All right, I've hit a bug that has simply confused the bejeebus out of me. I'm looking for ideas about what it could be that I can investigate, because right now, I got nothing. It goes something like this:
I have a standalone Java application that occasionally needs to twiddle the Line-In volume of the computer it's running on (a WinXP machine). It does this by calling a pair of external executables (written in VB6*) that can get and set various component volumes. (They can handle Line-In, Mic, Wave, CD, and the master volume control.)
There are several hundred units in the field, running on hardware (Dell machines) that my company provided and controls. At least several dozen clients are using this feature, and it works perfectly -- except for one instance.
For this one troublemaking machine, it simply doesn't work. I watch the volume sliders when the app is running, and when the volume is supposed to drop, they stay put. When I check the app's log file, it throws no errors, and appears to be executing the code that drops the volume. When I run the executables from the command line, they work perfectly.
I can't vouch for this machine being 100% identical to all the ones that are behaving properly, but we've been buying the same line of Dells for quite some time now; at a bare minimum, it's very, very similar.
So, turning my confusion into a bullet list:
- If I'm doing something stupid in the Java code (i.e., not clearing my STDOUT/STDERR buffers), why is it only an issue on this machine?
- If there's something broken in the VB6 executables, why do they work on every other machine and on this machine from the command line?
- If there's some sort of hardware oddity on this machine, what sort of oddity could cause the volume control executables to fail only when called from within a Java application?
I am very confused. I do not like being confused. Anybody have any suggestions that may lead to my enlightenment?**
-* -- I know, I know, VB6, 1998 called and they want their obsolescent proprietary bug generator back, etc. Wasn't my decision. But the code works. Usually.
-** -- Insert Buddhism joke here.
Update Edit: Customer service may have stumbled onto something; it may be something to do with client configuration settings in the database. New evidence suggests that either something's misconfigured for that client or my software is doing something stupid in response to a specific configuration.

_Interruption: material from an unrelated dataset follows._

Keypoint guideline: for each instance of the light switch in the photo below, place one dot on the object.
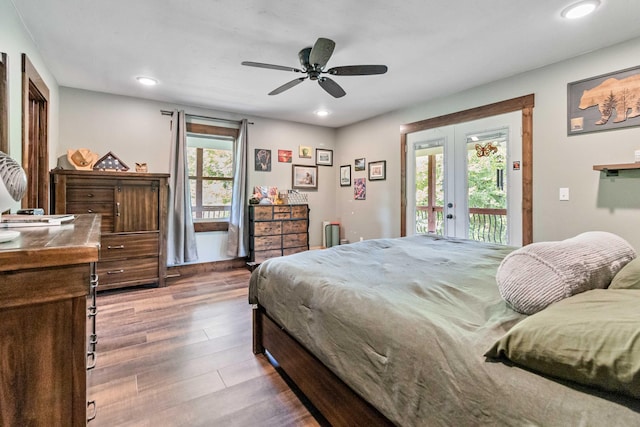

And the problem may be more widespread than we thought, due to this particular feature not being as commonly used as I thought.
Responding to the comments:
- Debugger: Theoretically possible, but looks like a massive headache given our setup.
- High Verbosity Logging, Java: Good idea this, particularly given than the problem may be more widespread than I originally believed. Time to start revisiting some assumptions. And possibly clubbing them. Like baby seals.
- High Verbosity Logging, VB6: A possibility; will need to be rolled-into the high-verbosity Java logging to trap the output, since my VB6-fu is so pitiably weak I don't know how to output text to a file. But, yeah, knowing whether or not the script is even getting called would be valuable.
- Window Event Viewer: Not familiar with this tool. May have to correct that.
- PATH problem: Doesn't feel likely; the Java code constructs a relative path to the executable that doesn't look like it's relying on any environment variables.
My thanks for the suggestions people have provided; at the very least, you've gotten my brain moving in directions that feel promising.
Solution Edit: And the winner is ... That's Not A Bug, That's A Feature! A feature gone horribly, horribly wrong. A feature that will now be neutered so as to stop bothering us.
A batch of invalid assumptions kept me from seeing it sooner, not the least of which was "I don't need to tool the code with more debug statements -- the statements already in there are telling me all I need to know!" DaDaDom, if you'd like to turn your comment into an answer, there's a shiny checkmark in it for you.
Thanks to everybody who chimed in with a suggestion. Now if you'll excuse me, my head is late for a meeting with my desk.